(Que tem uma pele para ser uma maldição?)
O ruído que se desenha nas tempestades não deixa que as esculturas sejam a paráfrase do medo. Vociferam as vozes condoídas. Se soubessem da estatura do amanhã, seriam minotauros possantes no uso da métrica com que se arrevesam os poemas diletantes. As janelas são a epígrafe do belo: elas escondem o belo que se detém no seu avesso e, se forem dadas à bondade, destapam o véu que oculta a paisagem irreverente.
Os violinos falam por nós. O cântico da respiração que despoja o silêncio bate em uníssono. Os dedos amaciam as páginas coladas. As páginas contêm uma certidão em movimento que desembaraça os tabus que pendem sobre as fotografias de outrora. Perguntas: e se fizéssemos um documentário sobre o futuro?
Saímos. O ar pesado levita sobre o nosso suor, enquanto olhamos um pelo outro na atalaia de que somos tutores. Penso: um documentário sobre o futuro; um documentário sobre o futuro. As casas desfilam, devem acreditar no cimento armado e nas cofragens que as mantêm. Nós também temos esteios. São feitos de matéria mais frágil, como atesta a nossa, humana, condição frágil. Por não nos escondermos das fragilidades somos intérpretes de uma fortaleza singular. Mas não é de fragilidades que se ensaiam as figuras de estilo que percorrem a silhueta da tarde que se levanta desde o rio. Se ao menos este lugar não tivesse a originalidade de ser a nossa morada, diríamos que somos forasteiros. Talvez fosse mais fácil o documentário sobre o futuro.
Pergunto: para que queremos capturar nas mãos um módico do futuro? Queremos ser recenseadores do futuro, se o futuro, quando se ajuramenta e passa a ter uma base concreta, perde o seu nome?

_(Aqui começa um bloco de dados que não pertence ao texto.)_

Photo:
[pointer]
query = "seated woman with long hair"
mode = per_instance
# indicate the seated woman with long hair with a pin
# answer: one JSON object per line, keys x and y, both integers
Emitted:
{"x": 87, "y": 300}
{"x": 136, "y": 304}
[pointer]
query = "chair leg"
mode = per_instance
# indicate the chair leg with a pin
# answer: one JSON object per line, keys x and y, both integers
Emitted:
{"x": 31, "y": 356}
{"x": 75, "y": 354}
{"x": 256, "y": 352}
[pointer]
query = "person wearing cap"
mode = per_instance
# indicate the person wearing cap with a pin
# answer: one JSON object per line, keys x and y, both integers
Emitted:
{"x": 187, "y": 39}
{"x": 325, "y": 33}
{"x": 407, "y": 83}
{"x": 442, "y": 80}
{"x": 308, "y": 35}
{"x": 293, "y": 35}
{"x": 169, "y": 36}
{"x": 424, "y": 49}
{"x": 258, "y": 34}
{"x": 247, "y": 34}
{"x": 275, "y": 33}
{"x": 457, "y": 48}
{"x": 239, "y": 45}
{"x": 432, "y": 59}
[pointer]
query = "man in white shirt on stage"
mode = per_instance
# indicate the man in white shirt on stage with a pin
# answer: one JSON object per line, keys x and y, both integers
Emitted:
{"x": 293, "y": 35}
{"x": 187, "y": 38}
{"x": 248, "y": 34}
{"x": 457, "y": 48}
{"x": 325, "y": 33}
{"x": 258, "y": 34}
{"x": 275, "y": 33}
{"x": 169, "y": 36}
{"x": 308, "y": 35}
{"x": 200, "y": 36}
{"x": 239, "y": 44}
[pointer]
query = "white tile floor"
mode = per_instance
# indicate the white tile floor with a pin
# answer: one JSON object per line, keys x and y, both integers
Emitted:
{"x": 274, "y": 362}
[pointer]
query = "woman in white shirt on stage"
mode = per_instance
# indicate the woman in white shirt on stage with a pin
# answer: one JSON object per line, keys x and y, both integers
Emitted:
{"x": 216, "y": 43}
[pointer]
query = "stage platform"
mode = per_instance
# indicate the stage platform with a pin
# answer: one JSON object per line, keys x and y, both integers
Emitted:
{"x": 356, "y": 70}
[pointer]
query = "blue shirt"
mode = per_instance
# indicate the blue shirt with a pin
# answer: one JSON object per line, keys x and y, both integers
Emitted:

Esgotamos o estuário com as lágrimas que deixamos para serem prantos dos outros. Em nós, os braços não são aventais caídos que perfumam os cabelos arrepiados pela nortada plausível. Não gostamos da palavra “plausível”. E não gostamos de desertos, mesmo desencomendando de nós as lágrimas que teriam uma serventia. Preferimos a intendência do desconhecido, as flores campestres que não dedilham aromas, um promontório tombado pelo nevoeiro, um poema com quarenta e duas sílabas, o vinho irrecusável, os corpos que se deitam a si na única dança que não recuso.
Talvez seja isso o documentário sobre o futuro. Talvez. Reúno as cinzas herdadas da lareira com as mãos não gastas. Não está frio. Em nós, nunca está frio. Dizem os almanaques que as cinzas são fertilizantes. Mas nós não temos chão para fertilizar; o chão que é nosso património, todas as léguas que não cabem num mapa, já souberam o que é a fertilização quando se depuseram perante nós, seus imperadores. E nós demos-lhes liberdade. A liberdade para, então, serem a sua própria cartografia.
Não encomendamos o passado, que dele só queremos uma viva aceitação sem sermos sitiados pela nostalgia. Insistes: e se fizéssemos um documentário do futuro? Digo que nós temos nome próprio do futuro que soubemos abraçar em nós. Somos um documentário vivo, peças andantes do mesmo, ritual que se abraça à antítese da rotina, olhos que se alinham pelos outros, o roteiro meticulosamente escrito, a quatro mãos, na combustão dos corpos que não se sossegam.
É isso o documentário sobre o futuro?